The last 25 years has produced a great amount of research about sex offenders and effective treatment modalities that could be used to revamp the current laws to help them meet their original goals of increased public safety. Those who are a threat to the community and do not respond positively to treatment should not be released back into the community.
Information about the scope and depth of the perpetrators’ issues typically comes from the assessments and treatments conducted during their incarceration. The information gathered through comprehensive assessment tools is a much better predictor of future risk to the community than the criminal charges received.
Information that comes out during treatment indicates that typically, child sex offenders commit numerous crimes before they come to the attention of law enforcement. Therefore, many people treated as “first time offenders” by the criminal justice system were repeated offenders who were merely caught for the first time.
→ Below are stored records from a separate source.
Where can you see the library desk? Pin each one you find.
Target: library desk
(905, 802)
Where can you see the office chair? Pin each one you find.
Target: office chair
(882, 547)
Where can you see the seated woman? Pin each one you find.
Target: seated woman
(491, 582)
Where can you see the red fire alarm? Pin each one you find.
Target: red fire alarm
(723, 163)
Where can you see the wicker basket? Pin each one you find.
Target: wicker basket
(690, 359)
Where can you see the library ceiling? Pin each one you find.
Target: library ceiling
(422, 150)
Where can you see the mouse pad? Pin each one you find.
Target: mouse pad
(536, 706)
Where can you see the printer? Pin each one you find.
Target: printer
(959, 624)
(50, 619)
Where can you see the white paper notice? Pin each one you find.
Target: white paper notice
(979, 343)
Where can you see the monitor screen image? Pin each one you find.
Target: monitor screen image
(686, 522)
This is one of many reasons why offense-based assessment systems, based solely on the criminal charges, are ineffective at predicting and preventing sexual violence.
Who Might Re-Offend?
If a psychological evaluation performed during incarceration indicates that the person remains a danger to the community, he or she can be held in institutions beyond his or her incarceration date with civil commitment laws. Inmates with a recorded history of sexual violence or child molestation and who are determined to be sexually dangerous, can have a civil commitment proceeding before a judge to make a judicial determination if they warrant involuntary confinement. This determination can prevent individuals at high risk of re-offending from being released and harming additional children.
This preventative measure is exactly what should have happened with the convicted sex offender, Jesse Timmendequas, who raped and murdered Megan Kanka. “I didn’t think he would kill someone,” said Rashmi Skadegaard, who was director of psychology at the Adult Diagnostic and Treatment Center in Avenel, N.J., where Mr. Timmendequas served six years. “But I certainly thought somebody was going to be his victim.” That “somebody” was Megan Kanka.
Jesse Timmendequas explained during his murder trial that he killed Megan because he didn’t want her to tell anyone he sexually assaulted her. It’s hard to say whether community notification would have saved Megan Kanka’s life, but not releasing Jesse Timmendequas based on the psychologist’s assessment that he remained a public threat, would have. Convicted sex offenders deemed by professionals as being compulsive and habitual offenders should not be released from prison, with or without community notification.
Why are Sentences Getting Shorter?
In a strange twist of fate, sex offenders convicted after Megan’s Law was enacted in New Jersey received shorter sentences than those convicted before the law. Sentences were nearly twice as long before the law was passed. The shorter sentences for sex offenders seem completely contradictory to the purpose of the legislation, public safety, and the prevention of crimes by those known to be high-risk offenders.
Community notification is not a substitute for incarceration in cases of those likely to re-offend. Sexual crimes against children must not be tolerated. The fact that child victims are too traumatized to serve as witnesses to these horrendous crimes can not be the reason that sex offenders get less jail time and considered low tiered offenders. The system needs to severely punish individuals who sexually victimize children with long incarceration times.
Additionally, we must set up safeguards to protect children even after those sentences have been served, in cases where rehabilitation was not achieved. Any adult person who is convicted of a sex crime against a child needs to be treated as a serious threat to public safety.